Our understanding of the risk factors for heart disease, the related prevention programs, diagnosis and treatment are continuously improving. At the same time, there are many unknowns that need to be studied. After all, heart disease kills more people than any other disease in the U.S. and worldwide. One of the questions in search of an answer centers around the mechanisms that lead to the repair of the injured heart. These mechanisms involve cells of the immune system, and especially cells dubbed mononuclear phagocytes, which include monocytes, macrophages, and dendritic cells. These cells modulate — either increase or suppress — the healing process of the injured heart.
Results from a new study (Embryonic and adult-derived resident cardiac macrophages are maintained through distinct mechanisms at steady state and during inflammation) published two days ago (January 16, 2014) in the journal Immunity, show that there there are two major types of macrophages involved in the healing process of the injured heart. One type appears to promote healing, whereas the other type drives inflammation, which is detrimental to long-term heart function.

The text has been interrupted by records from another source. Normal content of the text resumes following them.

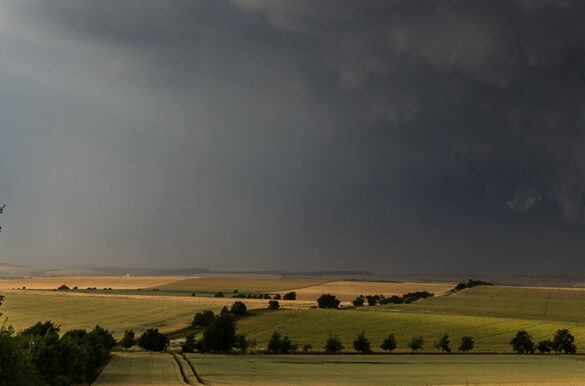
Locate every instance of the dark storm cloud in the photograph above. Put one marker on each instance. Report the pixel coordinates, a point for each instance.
(293, 134)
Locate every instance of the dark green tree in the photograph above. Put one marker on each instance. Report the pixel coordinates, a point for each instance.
(128, 340)
(522, 343)
(153, 340)
(273, 305)
(220, 335)
(290, 296)
(274, 343)
(203, 318)
(190, 344)
(564, 341)
(467, 344)
(544, 346)
(362, 344)
(238, 308)
(416, 343)
(328, 301)
(389, 343)
(333, 345)
(443, 344)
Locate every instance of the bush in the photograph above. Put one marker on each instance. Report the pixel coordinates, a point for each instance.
(274, 343)
(220, 335)
(238, 308)
(273, 305)
(328, 301)
(242, 343)
(333, 345)
(42, 329)
(443, 344)
(416, 343)
(128, 339)
(522, 343)
(152, 340)
(203, 318)
(389, 343)
(286, 345)
(190, 344)
(362, 344)
(467, 344)
(544, 346)
(358, 301)
(564, 341)
(290, 296)
(75, 358)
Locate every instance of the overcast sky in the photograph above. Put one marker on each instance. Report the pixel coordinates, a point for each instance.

“Macrophages have long been thought of as a single type of cell,” said first author Slava Epelman. “Our study shows there actually are many different types of macrophages that originate in different places in the body. Some are protective and can help blood vessels grow and regenerate tissue. Others are inflammatory and can contribute to damage.”
Macrophages are involved in the elimination of pathogenic microbes as well as damaged and dead cells and also participate in the activation of other cells of the immune system. They are present in nearly all tissues and, historically, have been viewed as deriving from white blood cells called monocytes, which originate in the bone marrow and circulate in the bloodstream. However, recent studies indicate that most populations of tissue macrophages are established embryonically, persist into adulthood and, in the absence of inflammation, maintain themselves at specific locations by proliferating.

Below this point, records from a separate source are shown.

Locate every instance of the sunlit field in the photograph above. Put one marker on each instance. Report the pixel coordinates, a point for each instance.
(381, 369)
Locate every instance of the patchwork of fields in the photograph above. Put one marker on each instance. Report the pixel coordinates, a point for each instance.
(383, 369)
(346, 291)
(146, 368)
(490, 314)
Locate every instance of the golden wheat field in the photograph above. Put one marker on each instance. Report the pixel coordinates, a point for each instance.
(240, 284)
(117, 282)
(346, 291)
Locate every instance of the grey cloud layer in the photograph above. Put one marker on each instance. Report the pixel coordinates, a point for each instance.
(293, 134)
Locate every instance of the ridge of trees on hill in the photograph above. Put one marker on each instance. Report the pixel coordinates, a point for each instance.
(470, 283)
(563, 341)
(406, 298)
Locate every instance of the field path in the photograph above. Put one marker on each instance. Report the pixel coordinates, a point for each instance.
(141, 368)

“Now we know it’s more complicated,” Epelman said. “We found that the heart is one of the few organs with a pool of macrophages formed in the embryo and maintained into adulthood. The heart, brain and liver are the only organs that contain large numbers of macrophages that originated in the yolk sac, in very early stages of development, and we think these macrophages tend to be protective.”
The researchers carried out their studies in mice and showed that healthy hearts maintain the population of embryonic macrophages along with a smaller population of adult macrophages derived from blood monocytes. However, during cardiac stress — as for example stress generated by high blood pressure — the embryonic macrophages are replaced by adult macrophages derived from blood monocytes.
Developmental considerations may help explain the role played by the two different types of cells. Embryonic macrophages may encourage healing by carrying out functions that, in general, help a developing embryo — for example, encourage growth as well as proper tissue organization and structure, while at the same time eliminating damaged or dead cells. On the other hand, adult macrophages originating in the bone marrow and circulating in the blood participate mostly in the inflammatory process in order to control infection.
“Now that we can tell the difference between these two types of macrophages, we can try targeting one but not the other,” Epelman said. “We want to try blocking the adult macrophages from the blood, which appear to be more inflammatory. And we want to encourage the embryonic macrophages that are already in the heart to proliferate in response to stress because they do things that are beneficial, helping the heart regenerate.”
Copyright © 2014 Immunity Tales.
Working in the field of medicine and having a large part of my responsibility designated in heart and vascular disease, this article presents an interesting approach to recovery following a rather risky procedure. The heart as we know is essential to our vitality and with the increasing number of heart complications and eventual interventional procedures performed each year, healing our hearts has surfaced as a popular topic across the medical spectrum. With new developments in macrophage differentiation, there are many questions that come to mind about how this treatment will prove to be not only effective but how it can become more readily available. First, at what period or rate of decline do the “healing” macrophages begin decreasing in our system? If our bodies naturally provide a particular set of conditions at birth where these macrophages seem to be more abundant, what changes are naturally occurring in our system that cause these numbers to diminish in adulthood? Second, if continuous research is being done on stem cells and their ability to evolve into a multitude of cells, could these be harvested (cord blood, etc.) and be put into environments that would result in growth of the healing-type macrophages? Another question, how can researchers and healthcare professionals prevent inflammatory macrophages from interacting with injury site, as edema in areas in or around the heart could prove to be fatal? Lastly, following cardiology procedures if patients were given a dose these macrophages what are the potential risks as well as the benefits that an option like this could provide to a patient during the healing process? I would love to see this research become a staple solution in the future as it could truly increase the number of successful outcomes to those who have a “broken heart.”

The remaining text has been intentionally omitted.